Among his future plans is a live-fire range in which the targets work their way inside an infantry unit's perimeter, putting human troops on the defensive.

Having 16 of the humanoid targets means a rifle squad can be matched or even outnumbered by a yelling, advancing simulated enemy.

“As we get out of the [Iraq/Afghanistan] conflicts, what that was, we always outnumbered our enemy,” Smith said. “Now, as the [Defense Department] starts to look at peer-versus-peer, we try to give that to the Marines now. A rifle squad is fighting a rifle squad. A fire team is fighting a fire team.”

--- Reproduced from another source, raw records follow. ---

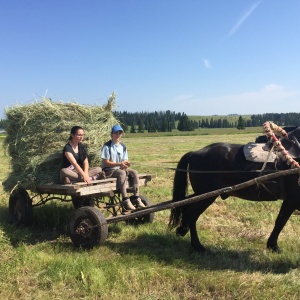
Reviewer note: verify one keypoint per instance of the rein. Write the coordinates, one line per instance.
(268, 129)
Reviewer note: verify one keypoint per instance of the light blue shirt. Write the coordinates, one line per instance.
(115, 153)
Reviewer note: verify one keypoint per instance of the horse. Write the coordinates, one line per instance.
(221, 165)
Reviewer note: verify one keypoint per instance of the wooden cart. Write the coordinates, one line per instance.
(96, 204)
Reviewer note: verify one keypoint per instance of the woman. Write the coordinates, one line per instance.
(75, 164)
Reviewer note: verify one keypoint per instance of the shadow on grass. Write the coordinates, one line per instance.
(51, 225)
(50, 222)
(168, 248)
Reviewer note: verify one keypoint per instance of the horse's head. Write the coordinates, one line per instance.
(292, 142)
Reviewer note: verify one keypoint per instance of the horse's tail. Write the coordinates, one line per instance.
(179, 189)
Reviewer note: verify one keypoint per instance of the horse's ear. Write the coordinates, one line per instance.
(296, 143)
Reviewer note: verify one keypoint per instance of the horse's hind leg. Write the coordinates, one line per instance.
(193, 214)
(285, 212)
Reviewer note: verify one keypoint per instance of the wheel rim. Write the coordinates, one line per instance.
(84, 228)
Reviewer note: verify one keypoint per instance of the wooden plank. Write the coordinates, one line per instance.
(82, 188)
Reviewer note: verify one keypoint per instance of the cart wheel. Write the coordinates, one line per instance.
(20, 207)
(82, 201)
(145, 218)
(88, 227)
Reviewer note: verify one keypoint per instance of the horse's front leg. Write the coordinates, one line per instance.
(195, 243)
(286, 210)
(194, 212)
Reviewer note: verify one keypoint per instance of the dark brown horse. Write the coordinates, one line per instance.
(222, 165)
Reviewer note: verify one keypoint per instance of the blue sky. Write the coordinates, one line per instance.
(200, 57)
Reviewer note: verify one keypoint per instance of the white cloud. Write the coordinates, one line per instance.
(271, 98)
(243, 18)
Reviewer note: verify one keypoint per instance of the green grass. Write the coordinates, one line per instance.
(149, 262)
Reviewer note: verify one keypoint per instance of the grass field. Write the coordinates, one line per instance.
(149, 262)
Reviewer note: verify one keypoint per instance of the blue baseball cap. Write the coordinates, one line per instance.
(116, 128)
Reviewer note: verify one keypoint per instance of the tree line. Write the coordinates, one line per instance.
(166, 121)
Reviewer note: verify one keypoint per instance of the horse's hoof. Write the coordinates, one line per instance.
(182, 231)
(200, 249)
(274, 248)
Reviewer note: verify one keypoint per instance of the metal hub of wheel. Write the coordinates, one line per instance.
(84, 228)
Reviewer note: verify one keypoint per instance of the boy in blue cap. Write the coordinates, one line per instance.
(115, 164)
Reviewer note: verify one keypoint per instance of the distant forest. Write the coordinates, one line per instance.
(165, 121)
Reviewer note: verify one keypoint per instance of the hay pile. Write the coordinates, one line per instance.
(37, 133)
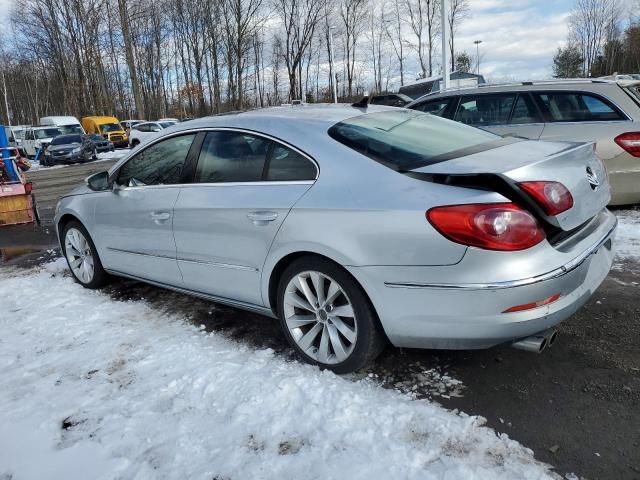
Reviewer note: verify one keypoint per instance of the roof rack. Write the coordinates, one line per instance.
(515, 84)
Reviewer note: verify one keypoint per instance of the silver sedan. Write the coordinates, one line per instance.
(355, 227)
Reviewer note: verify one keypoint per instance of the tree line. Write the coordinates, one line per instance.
(159, 58)
(604, 38)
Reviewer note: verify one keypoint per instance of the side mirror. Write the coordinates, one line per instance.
(99, 182)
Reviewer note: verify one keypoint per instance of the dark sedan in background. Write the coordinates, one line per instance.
(101, 143)
(65, 149)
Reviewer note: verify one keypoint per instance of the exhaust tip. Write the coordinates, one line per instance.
(543, 345)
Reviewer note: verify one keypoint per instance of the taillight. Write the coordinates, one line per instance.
(553, 197)
(630, 142)
(492, 226)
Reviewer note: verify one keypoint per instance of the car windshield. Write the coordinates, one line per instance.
(46, 133)
(405, 139)
(73, 128)
(110, 127)
(66, 139)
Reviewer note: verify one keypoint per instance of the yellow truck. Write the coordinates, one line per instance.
(108, 127)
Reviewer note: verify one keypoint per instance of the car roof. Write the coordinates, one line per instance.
(317, 114)
(561, 84)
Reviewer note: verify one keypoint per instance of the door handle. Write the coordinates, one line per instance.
(160, 216)
(262, 217)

It's not just the ground-pounders who can benefit from the targets, though. Smith said amphibious assault vehicle crewmen have fired on the targets using their guns, and tanks have been able to train their 7.62mm coaxial machine guns on them.

“Some of the stuff we would like to see in the future is the ability to incorporate some of our higher-caliber munitions,” he said. “Right now, we're up to 7.62 and some of the smaller fragmentation . We would love to incorporate mortars. … Those are some of the things we have been looking at.”

Smith said he's also thinking about how to rig the targets to “shoot back” at human troops, possibly by incorporating the Instrumented Tactical Engagement Simulation System, or ITESS, essentially a high-tech version of laser tag.

Marine Corps-wide, Smith said he'd like to see eight to 16 of the targets fielded to each infantry battalion. But whether or not the service springs for the technology, he's confident his Marines will be able to keep training with them.

“This is going to be up to [Headquarters Marine Corps] for them to find the budget,” he said. “Within 2nd Marine Division, we're going top watch this very closely and see what the institution does. If it doesn't go the way we would like it to go, I will tell you with confidence that Gen. Furness will give me guidance to find said money and keep these targets within the division.”